On July 1, it took possession of a newly leased respite home next to the United Church on Granite Street. The eight-unit building was built as a seniors’ home in the 1990s. Threshold hopes to have the youth move in on Sept. 1.
The church owns the building and tried to sell it before deciding to lease to Threshold.
“It’s airy and open and has a sense of life to it. And it’s close to amenities and buses,” Muldoon said.
This month, volunteers came to help paint and renovate the home. Most were employees from Home Depot, which raises funds for Threshold through donor boxes at the tills of its Greater Victoria stores.
Home Depot also gave Threshold a $30,000 renovation grant specifically for the new home.
“We got 42 volunteers here … from nine Island stores — some came from as far as Squamish and Campbell River,” said Cameron Rundell, operations assistant at the Shelbourne Street store.
Muldoon said the help from Home Depot was particularly meaningful because a Threshold youth works the night shifts at the store.
Many of the youth in Threshold housing work and go to school. Muldoon said in the past year, the organization has housed 52 youth in three homes and supported market housing.
“But we had 117 applications,” he said. “Where did they go? Look at the vacancy rates. Where is this invisible, voiceless population?”
Muldoon said the society’s board decided to lease the new home because of the need and because the housing market is increasingly tight. “The board decided we had to do this now … and we know youth do better in a communal home setting,” he said.
They will have to run the home at a bit of a loss, for now, but are hoping to supplement through donations and any government funding that becomes available.
Muldoon noted youth are the fastest growing sector of the homeless population in Canada. He said this is partly fuelled by transgender youth; Threshold houses several.
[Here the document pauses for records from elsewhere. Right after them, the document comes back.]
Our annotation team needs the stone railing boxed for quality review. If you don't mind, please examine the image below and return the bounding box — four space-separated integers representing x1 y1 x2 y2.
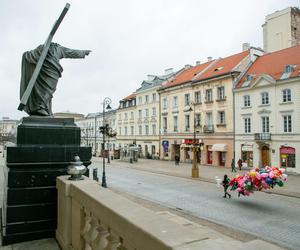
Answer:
56 176 211 250
56 176 283 250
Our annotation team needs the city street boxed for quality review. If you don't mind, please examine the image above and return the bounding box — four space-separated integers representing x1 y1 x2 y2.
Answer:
92 159 300 249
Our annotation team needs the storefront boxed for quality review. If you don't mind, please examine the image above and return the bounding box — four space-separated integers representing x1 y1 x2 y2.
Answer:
280 146 296 169
241 144 253 167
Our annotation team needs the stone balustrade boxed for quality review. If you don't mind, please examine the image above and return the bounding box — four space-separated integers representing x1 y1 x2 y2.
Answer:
55 176 217 250
56 176 283 250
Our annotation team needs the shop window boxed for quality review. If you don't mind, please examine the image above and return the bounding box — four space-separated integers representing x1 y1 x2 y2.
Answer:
280 147 295 168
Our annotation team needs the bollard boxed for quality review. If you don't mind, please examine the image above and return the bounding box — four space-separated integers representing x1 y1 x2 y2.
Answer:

He also cited the recent Point in Time survey of homeless people in Victoria, which revealed a large number of youth. In addition, the majority of those surveyed said they first experienced homelessness as youth.
“This shows preventing youth homelessness is key,” Muldoon said.
Of 1,387 homeless people, there were 120 youth, according to the survey conducted in February. Thirty-seven per cent of the respondents said they first became homeless when they were younger than 18.